Donde es evidente el reencadenamiento no sólo de un tono confesional, sino también de un tema específico, acaso de un leitmotiv del libro entero: la fraternidad o la amistad sometidas a ciertas pruebas irreversibles de la existencia.
Y ahora, en estos poemas postreros, ya no es el pacto con algún presentimiento de la juventud, ya no es el simulacro o la comedia del amor, sino la fatalidad de frente: la muerte convertida no ya en una figura prestigiosa, en una alegoría gratificante, sino llana y secamente lo que es: la absoluta ausencia. Así llegamos al final, de la mano de la voz del autor, para atestiguar que la muerte de los seres más profundos y cercanos, lo mismo que la muerte de los sentimientos que alguna vez nos parecieron inagotables, era, sin más, el oscuro óbolo de Caronte.
En estos poemas, en general, las descripciones más rigurosamente tangibles o minuciosas se entrelazan con alusiones recónditas, encriptadas, como si Emiliano Álvarez redactara en esencia una sincerísima página de un diario o una epístola a sí mismo; pero a un sí mismo disfrazado de momentánea alteridad, alteridad en la cual se atestigua a la vez que medita acerca de episodios que, como algunos sueños, reaparecen una y otra vez en la vigilia. El poema, tal vez, como un ajuste de cuentas con ciertos hechos, con ciertos recuerdos, con ciertos particulares espectros.
Con un dominio no sólo sobresaliente sino incluso virtuoso del lenguaje, este libro destaca por su precisión expresiva lo mismo que por su equilibrio entre forma y fondo. Por un lado, la forma empleada en los poemas proviene (obviamente decantada, obviamente actualizada) de la mejor tradición del verso castellano; y, por otra, los temas que aborda son entrañablemente próximos y contemporáneos.

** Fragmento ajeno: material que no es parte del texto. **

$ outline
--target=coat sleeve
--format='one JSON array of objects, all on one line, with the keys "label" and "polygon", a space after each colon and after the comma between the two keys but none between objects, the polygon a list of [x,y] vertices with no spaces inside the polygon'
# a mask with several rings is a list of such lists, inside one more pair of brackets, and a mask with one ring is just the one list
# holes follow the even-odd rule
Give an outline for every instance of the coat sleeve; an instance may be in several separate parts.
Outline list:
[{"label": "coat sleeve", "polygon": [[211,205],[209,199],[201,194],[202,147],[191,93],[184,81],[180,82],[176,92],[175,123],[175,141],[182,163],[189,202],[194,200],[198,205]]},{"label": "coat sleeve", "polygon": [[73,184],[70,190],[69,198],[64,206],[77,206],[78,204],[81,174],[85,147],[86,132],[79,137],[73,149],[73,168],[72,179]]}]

En suma, todo lo que enumeré al principio de esta nota: exactitud, hondura de sus historias, ritmo y prosodia impecables, inteligente construcción de sus temas y personajes, sorprendente calidad de cada poema, etcétera, son atributos que se demuestran y sostienen a lo largo de Sólo esto. No es frecuente, y lo confieso como un modesto lector más o menos habitual de libros de poesía, hallar una geoda tan compleja y deslumbrante de materia condensada, hallar una joya tan genuina de verdad y vida. Sólo esto revela, qué duda cabe, a un autor inusualmente prometedor en la poesía mexicana, pero, sobre todo, nos ofrece un extraordinario libro de firme madurez.
Sólo esto, de Emiliano Álvarez. Fondo Editorial Tierra Adentro, México, 2018.